Já Júlio Brandão, em sua obra “Recordações dum velho poeta”[3]: “…Martins Fontes (…) O seu poder verbal é ofuscante. É um raro criador de ritmos e um colorista que não desmerece diante dos grandes mestres venezianos. Poeta orquestral, dir-se-ia que os seus poemas refulgem e crepitam, entre o voo lampejante e estriduloso das imagens, sem que deixe de haver, com frequência, melodias duma limpidez deliciosa. Há no seu alaúde todas as cordas. Amigo caloroso de Portugal, todos os que entre nós se interessam pelo esplendor das Letras (e em especial do Verso), o admiravam deveras e lhe queriam muito (…) Este extraordinário poeta foi um homem de comunicativa cordialidade, com aquela bondade que é divinamente contagiosa e a mais pura flor da vida. Teve fulgurações de génio – e a sua originalidade mostrou, nesta época em que a personalidade naufraga, a sua irrefragável grandeza. Entusiasta e generoso com os seus amigos, sem invejas ou perfídias, viveu e amou (…) Era tão devotado a Portugal, que no trigésimo dia depois da sua morte, foram talvez mais de dez mil portugueses, segundo li, prestar-lhe uma homenagem de admiração e de saudade ao cemitério de Santos[4], onde repousa…”.

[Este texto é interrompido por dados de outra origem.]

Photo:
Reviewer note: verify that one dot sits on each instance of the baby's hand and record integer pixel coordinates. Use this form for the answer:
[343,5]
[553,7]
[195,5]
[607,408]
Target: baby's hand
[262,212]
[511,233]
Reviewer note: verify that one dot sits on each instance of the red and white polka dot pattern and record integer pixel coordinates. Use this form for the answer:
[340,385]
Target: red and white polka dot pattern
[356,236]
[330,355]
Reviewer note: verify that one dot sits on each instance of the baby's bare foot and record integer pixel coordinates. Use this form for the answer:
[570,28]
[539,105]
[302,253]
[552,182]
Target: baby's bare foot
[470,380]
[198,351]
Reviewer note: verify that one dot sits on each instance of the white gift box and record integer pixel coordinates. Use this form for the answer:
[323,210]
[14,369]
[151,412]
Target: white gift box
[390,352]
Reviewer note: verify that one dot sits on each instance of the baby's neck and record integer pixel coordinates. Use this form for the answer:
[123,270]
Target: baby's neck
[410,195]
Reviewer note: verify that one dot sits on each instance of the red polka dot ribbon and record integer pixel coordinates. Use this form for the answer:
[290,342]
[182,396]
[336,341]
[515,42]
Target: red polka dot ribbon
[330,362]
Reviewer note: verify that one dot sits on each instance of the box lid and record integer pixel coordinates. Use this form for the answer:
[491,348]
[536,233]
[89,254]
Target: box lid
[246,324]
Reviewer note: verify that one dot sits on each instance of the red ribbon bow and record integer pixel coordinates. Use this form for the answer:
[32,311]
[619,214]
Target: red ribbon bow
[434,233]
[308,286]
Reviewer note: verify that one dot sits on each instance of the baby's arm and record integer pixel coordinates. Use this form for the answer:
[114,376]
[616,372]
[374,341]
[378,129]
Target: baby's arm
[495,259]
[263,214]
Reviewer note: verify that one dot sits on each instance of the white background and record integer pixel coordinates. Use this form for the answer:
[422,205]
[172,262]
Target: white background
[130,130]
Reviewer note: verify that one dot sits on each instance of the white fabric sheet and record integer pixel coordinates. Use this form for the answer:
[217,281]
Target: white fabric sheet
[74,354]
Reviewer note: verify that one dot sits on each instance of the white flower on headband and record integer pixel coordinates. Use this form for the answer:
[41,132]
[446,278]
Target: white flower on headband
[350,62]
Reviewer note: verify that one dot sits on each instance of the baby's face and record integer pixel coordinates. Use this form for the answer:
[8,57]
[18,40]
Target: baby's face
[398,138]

E foi essa homenagem de Portugal, e de todos os portugueses de Santos, que originou e perpetuou até aos nossos dias a “Romaria dos Cravos Vermelhos”, acontecimento que evoca um passado de grandeza e que imortaliza um sentimento de saudade perene, e de amor filial, de duas nações por um Poeta, que, acima de tudo, foi um homem Bom!


*



[1] Texto redigido segundo o Novo Acordo Ortográfico.

[2] Dantas, Júlio. Os Galos de Apolo. 1ªed. Lisboa, Portugal-Brasil Ltda Soc. Editora, 1921, p.169.

[3] Brandão, Júlio. Recordações dum velho poeta. 1ªed. Lisboa, Editorial Gleba Lda., s/d, Coleção Estudos Portugueses, 2, p.173-174.

[4] Cemitério do Paquetá, em Santos.